Wall Street is looking at a five-day losing streak for the S&P 500 as recession fears mount amid slowing growth forecasts and a hawkish Federal Reserve.
U.S. equity futures edged lower Wednesday as investors looked to extend the S&P 500‘s four-day losing streak amid growing concerns for a near-term recession pared with a hawkish Federal Reserve and slowing corporate earnings.
The S&P 500 benchmark closed below the 4,000 point mark last night, extending its four-day decline to around 3.7%, as big bank CEOs warned of an impending U.S. slowdown and interest rate traders continued to price in more Fed rate hikes, and a marginally higher terminal level, following data earlier this week that suggested price pressures remain deeply imbedded in the world’s biggest economy.
The CME Group’s FedWatch continues to suggest next week’s rate move will be a 50 basis point rate hike, taking the Fed Funds benchmark to between 4.25% and 4.5%, with betting on a terminal rate of between 5% and 5.25% by spring largely cemented in futures trading.
That hawkish tilt, however, could tip the economy into recession as global headwinds from China and elsewhere combine with slowing domestic investment and a pullback in consumer spending linked to a weakening job market.
“The Fed has been crystal clear on its intentions to slow the economy in order to cool inflation and it’s unwise to fight it at this point,” said Ryan Belanger, founder and managing principal at Claro Advisors.

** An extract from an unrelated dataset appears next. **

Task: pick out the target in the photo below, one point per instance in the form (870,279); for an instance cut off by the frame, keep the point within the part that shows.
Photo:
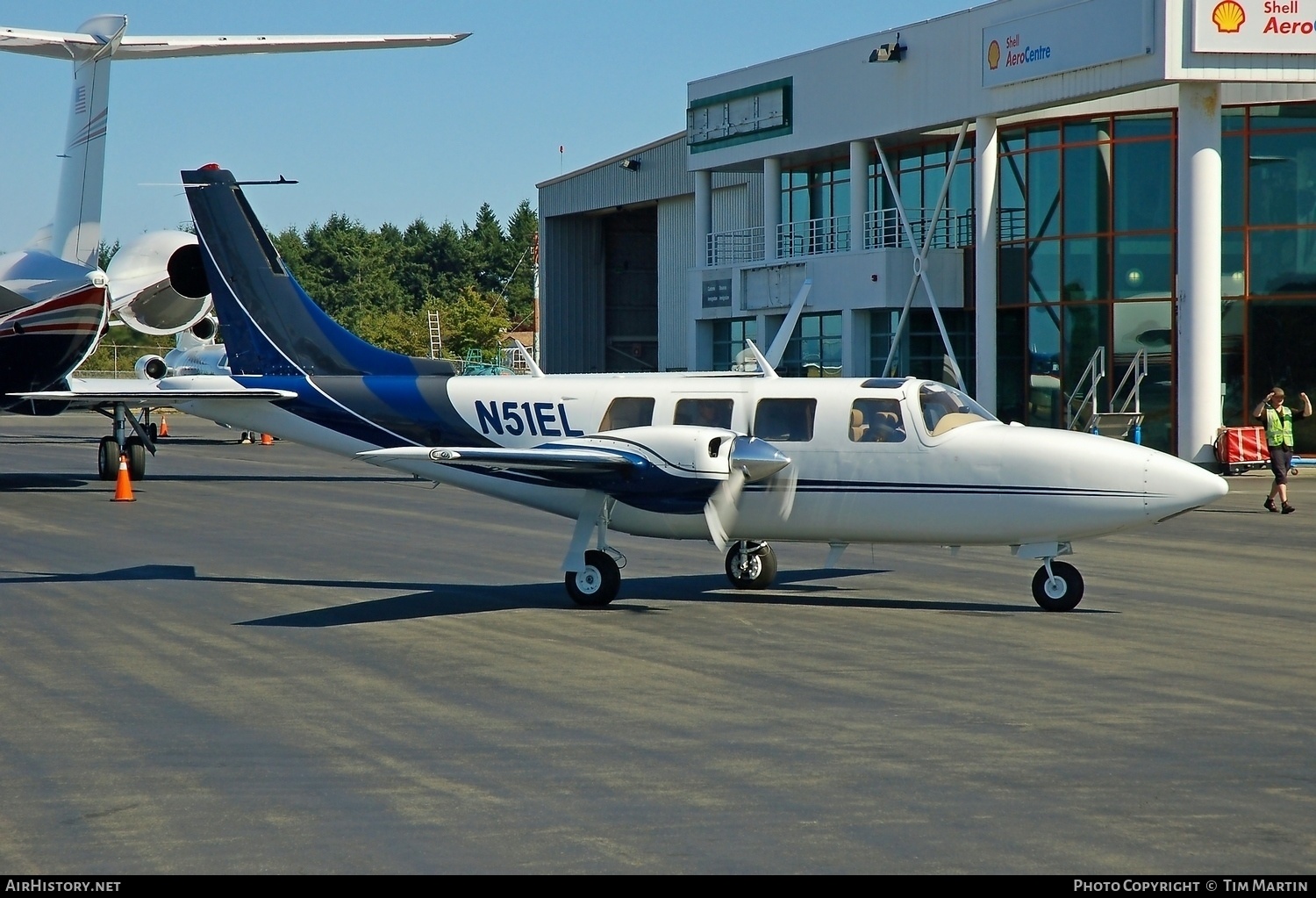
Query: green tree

“The stock market has real competition now with bond yields on the rise, so for investors still looking to put money to work in the stock market, strong businesses with profits and cash flows matter now more than ever,’ he added. “Short-term US Treasuries and dividend paying stocks are great places to park money during recessionary environments. It’s important for investors to be paid when riding out economic headwinds.
Bond yields, which have been flashing recession warnings for several months, continue to signal that same risk, with benchmark 2-year Treasury note yields trading at 4.347%, some 83 basis point higher than 10-year notes yields.
The gloomy prognosis, expressed by several big bank CEOs — including JPMorgan’s Jamie Dimon — during an investment conference in New York yesterday, added to bids for the safe-haven greenback in overnight trading, taking the U.S. dollar index 0.1% higher to 105.662, although that momentum was fading in the early New York trading hours.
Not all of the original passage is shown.